History. What a crazy thing.
3. You're a Muslim woman? Do you need saving?
The question of women's rights in the Muslim world, at least in the mainstream narrative, pits Islamic law against liberal, democratic values. But in actuality, Islamic law actually provides women with a social safety net and protections.
Islamic law expert Asifa Quraishi-Landes discusses these in a short report titled "Secular is Not Always Better," written for the Institute for Social Policy and Understanding. She argues that several Islamic rulings, from property rights to household duties, are far more progressive for women's empowerment than many American family laws.
Another example is so-called "honor-based violence," commonly cited in campaigns and headlines as evidence of Islam's abuse of women. In actuality, Islamic law does not concern itself with the issue of women's honor, let alone permit, what would be crimes in the name of honor.
This myth also stems from a tendency to conflate laws in many Muslim countries with Islamic law.
In fact, it is found that so-called "Islamic laws" in Muslim countries are anything but Islamic. In 1997, Quraishi-Landes published an influential paper, "In Her Honor," critiquing Pakistan's so-called "Islamic" sex/rape laws for being in direct contrast to the actual Islamic legal positions on rape and pre/extramarital sex.
4. Islam just promotes pesky, tyrannical authoritarianism.
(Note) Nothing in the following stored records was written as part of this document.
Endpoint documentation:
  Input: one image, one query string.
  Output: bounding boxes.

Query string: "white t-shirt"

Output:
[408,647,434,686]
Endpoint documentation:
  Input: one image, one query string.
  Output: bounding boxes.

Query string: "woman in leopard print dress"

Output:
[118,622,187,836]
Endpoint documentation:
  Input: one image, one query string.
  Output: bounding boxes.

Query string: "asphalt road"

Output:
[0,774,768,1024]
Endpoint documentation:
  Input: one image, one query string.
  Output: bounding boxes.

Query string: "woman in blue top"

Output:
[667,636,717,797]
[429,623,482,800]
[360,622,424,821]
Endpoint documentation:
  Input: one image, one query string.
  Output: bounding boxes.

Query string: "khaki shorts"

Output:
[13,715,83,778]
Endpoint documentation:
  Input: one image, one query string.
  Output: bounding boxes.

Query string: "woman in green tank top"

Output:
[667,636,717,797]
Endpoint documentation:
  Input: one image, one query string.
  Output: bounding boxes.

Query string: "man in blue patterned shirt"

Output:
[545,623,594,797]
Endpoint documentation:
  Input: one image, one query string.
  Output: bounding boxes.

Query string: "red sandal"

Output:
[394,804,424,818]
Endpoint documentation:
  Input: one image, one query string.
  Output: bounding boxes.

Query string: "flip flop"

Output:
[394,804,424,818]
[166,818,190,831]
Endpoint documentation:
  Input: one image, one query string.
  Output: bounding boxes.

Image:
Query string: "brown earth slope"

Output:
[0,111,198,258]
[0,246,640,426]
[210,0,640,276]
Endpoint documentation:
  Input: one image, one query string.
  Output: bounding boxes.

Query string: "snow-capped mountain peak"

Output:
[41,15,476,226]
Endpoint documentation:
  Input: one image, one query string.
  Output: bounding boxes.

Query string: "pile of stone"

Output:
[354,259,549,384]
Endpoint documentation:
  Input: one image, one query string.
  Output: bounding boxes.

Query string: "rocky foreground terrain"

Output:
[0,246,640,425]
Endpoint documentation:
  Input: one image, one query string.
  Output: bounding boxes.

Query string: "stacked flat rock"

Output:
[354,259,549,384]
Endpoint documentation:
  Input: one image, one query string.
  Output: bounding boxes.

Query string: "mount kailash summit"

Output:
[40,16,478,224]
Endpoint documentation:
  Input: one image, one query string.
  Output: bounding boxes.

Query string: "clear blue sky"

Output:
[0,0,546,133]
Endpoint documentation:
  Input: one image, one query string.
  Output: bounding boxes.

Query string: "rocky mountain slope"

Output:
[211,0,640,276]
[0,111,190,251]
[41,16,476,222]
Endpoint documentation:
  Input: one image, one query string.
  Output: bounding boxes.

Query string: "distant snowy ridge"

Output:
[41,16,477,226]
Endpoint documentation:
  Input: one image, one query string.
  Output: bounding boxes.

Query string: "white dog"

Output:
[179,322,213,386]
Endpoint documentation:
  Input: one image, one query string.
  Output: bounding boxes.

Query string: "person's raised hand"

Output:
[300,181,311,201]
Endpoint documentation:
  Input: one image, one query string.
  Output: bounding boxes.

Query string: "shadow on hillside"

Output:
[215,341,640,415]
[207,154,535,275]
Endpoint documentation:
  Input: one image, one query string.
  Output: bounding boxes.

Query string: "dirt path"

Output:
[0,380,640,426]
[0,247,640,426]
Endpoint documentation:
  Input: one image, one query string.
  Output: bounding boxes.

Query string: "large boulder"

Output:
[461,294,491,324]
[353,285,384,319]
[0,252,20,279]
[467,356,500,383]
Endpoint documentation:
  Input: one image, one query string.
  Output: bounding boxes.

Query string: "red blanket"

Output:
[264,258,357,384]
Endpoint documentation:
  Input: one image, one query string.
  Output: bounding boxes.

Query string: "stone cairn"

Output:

ISIL in Iraq and Syria, Boko Haram in Nigeria, the Taliban in Afghanistan and Pakistan, Iran and Saudi Arabia — a cursory glance filtered through our lovely media lens seems to suggest that maybe Islam and democratic pluralist systems of governance just don't jive together. Islam and democracy are often put at odds with one another, both by many Muslims and many non-Muslims. Either it's part of a historical political project (see: colonialism) or it's just not preferred by those Muslims and those pesky authoritarian governments they seem to love so much.
Not only are Islam and democracy compatible, but Islamic law specialist Dr. Khaled Abou El Fadl argues that democratic institutions can help cultivate grounds for the cultivation of the Islamic principles of justice. Additionally, the most compelling argument for compatibility is in the Constitution of Medina, created by the Prophet Muhammad and considered to promote constitutional democracy that protects and promotes religious pluralism.
5. Islamic law is all about those lashes. No, not the ones you need mascara for.
Due to popular, irresponsible, "click-bait" coverage of Islam, Muslims and Muslim-majority countries, Islamic law is often portrayed as being a criminal penal code. It's similarly presented, in its application, as existing within a political and historical vacuum. The majority of Islamic law, however, covers social welfare, business transactions, finance, travel, worship rituals, hygiene, charity, dietary restrictions and several other day-to-day life practices. So for a Muslim, "living under Sharia" can just mean praying five times a day, wearing a headscarf and staying away from bacon strips.
Punishments for crimes in Islamic law are meant to deter. They are not meant to be carried out wantonly and often, if not always, are textually accompanied with a set of difficult-to-apply pre-conditions that must be met in order for the punishment to be carried out. Because of this, the challenges posed by contemporary international laws and abuse of Islamic law itself by state authorities, there are conversations amongst Islamic scholars today about the future of the punishments prescribed in the criminal code of Islamic law. Perhaps most notably, Dr. Tariq Ramadan, a renowned advocate of Islamic reform through Islamic traditionalism, called for a moratorium on corporal punishment in Islamic law in 2005.